- Born: December 25, 1931 (age 94) Cajamarca, Peru
- Education: Universidad Nacional Mayor de San Marcos
- Known for: Involvement in first human heart transplant, Pioneering coronary artery bypass
- Awards: Scientific Award silver medal (American Medical Association) Honor Achievement Award (Angiology Research Foundation)
- Medical career
- Field: Cardiovascular and Thoracic Surgery

= Carlos Manuel Chávez =

Carlos Manuel Chávez (born December 25, 1931) is a Peruvian cardiovascular and thoracic surgeon. He is recognized for his involvement in the first human heart transplant and for pioneering the coronary artery bypass. He performed the first coronary artery bypasses in 1972 in Mississippi, United States, and Monterrey, Mexico.

==Early life and education==
Chávez was born in Cajamarca, Peru, the youngest of nine children of Nazario Chávez Aliaga (1891–1979). He graduated from the Universidad Nacional Mayor de San Marcos in Lima in the late 1950s. He then moved to the United States, completing his training in cardiothoracic surgery and residency at the University of Mississippi Medical Center in 1961.

In 1962, Chávez began post-graduate training in cardiovascular medicine at the University of Mississippi Medical Center in Jackson. He noted that "The thrust of research at that time was going toward transplantation."

==Heart transplant research and procedure==
Transplant research at the University of Mississippi Medical Center began in 1956, focusing on operative techniques, organ storage and preservation, and post-operative management.

Chávez visited prominent medical centers to study their transplant trials and errors, and to identify potential animal donors, as human heart donation was largely inconceivable at the time.

===The 1964 transplant procedure===
By spring 1963, doctors cautiously planned for a heart transplant. On January 22, 1964, a 68-year-old man in a coma with undetectable blood pressure, whose life expectancy was hours, was admitted.

Initially, a man with a severe brain injury, sustained by a ventilator, was considered as a donor. However, doctors were hesitant to remove life support due to his stable blood pressure, so a chimpanzee was chosen as an alternate donor.

The procedure took place on January 23. The transplanted heart initially beat normally, but effective blood pressure could not be maintained an hour after the cardiopulmonary bypass machine was removed, and two hours after clamp removal. Chávez stated, "The body went into acute rejection of the heart." At the time, few anti-rejection medications were available. Doctors surmised that the heart might have been too small and the patient too weak for a successful transplant.

===Outcome and recognition===
Despite the outcome, Chávez and his mentor, James D. Hardy, M.D., demonstrated the feasibility of human heart transplantation. Their effort was later overshadowed by the first successful human-to-human heart transplant performed by Christiaan Barnard, M.D., in Cape Town, South Africa, in 1967. For his transplantation exhibit, Chávez received:
- A Scientific Award silver medal from the American Medical Association at its 1965 convention in New York City.
- An Honor Achievement Award from the Angiology Research Foundation in 1968.

==Later career and private life==
Chávez temporarily set aside private practice to focus on teaching, having previously served as chief instructor of anatomy and professor of surgery in Lima, Peru.

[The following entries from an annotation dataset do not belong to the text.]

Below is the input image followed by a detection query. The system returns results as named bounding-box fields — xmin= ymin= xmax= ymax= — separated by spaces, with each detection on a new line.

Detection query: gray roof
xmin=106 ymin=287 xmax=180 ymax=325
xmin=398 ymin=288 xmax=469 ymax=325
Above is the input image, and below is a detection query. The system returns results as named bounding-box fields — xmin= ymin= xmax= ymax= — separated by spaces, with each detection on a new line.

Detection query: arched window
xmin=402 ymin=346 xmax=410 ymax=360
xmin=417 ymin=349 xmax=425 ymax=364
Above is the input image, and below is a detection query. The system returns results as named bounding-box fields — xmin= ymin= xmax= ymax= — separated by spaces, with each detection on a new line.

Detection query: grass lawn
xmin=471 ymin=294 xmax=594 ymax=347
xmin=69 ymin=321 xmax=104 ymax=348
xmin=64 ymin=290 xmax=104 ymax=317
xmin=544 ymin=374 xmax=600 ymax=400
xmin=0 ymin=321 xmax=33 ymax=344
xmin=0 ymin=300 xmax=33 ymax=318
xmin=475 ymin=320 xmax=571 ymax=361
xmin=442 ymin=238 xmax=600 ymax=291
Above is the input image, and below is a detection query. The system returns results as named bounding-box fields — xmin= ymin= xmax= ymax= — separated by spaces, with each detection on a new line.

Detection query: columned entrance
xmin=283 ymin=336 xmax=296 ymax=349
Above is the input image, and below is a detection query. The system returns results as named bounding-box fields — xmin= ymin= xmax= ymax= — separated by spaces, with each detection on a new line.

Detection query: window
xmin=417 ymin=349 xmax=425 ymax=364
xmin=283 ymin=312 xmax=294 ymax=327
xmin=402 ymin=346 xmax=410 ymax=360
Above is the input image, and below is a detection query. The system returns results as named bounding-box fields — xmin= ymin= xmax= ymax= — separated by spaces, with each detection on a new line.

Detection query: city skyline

After approximately 15 years of teaching in Jackson, Chávez sought to return to private practice. He noted, "The only opportunity left for me (at the University of Mississippi) was department chairman, held by Dr. Hardy. It didn’t seem as though he would be stepping down any time soon."

Around this time, a friend practicing in Lubbock, Texas, recruited Chávez. In 1978, Chávez moved his family to Lubbock, where he established a private practice and joined the faculty at Texas Tech University.

In 1982, Chávez relocated to Brownsville, Texas, where he remains active in medicine, though he has not performed transplant procedures in recent years.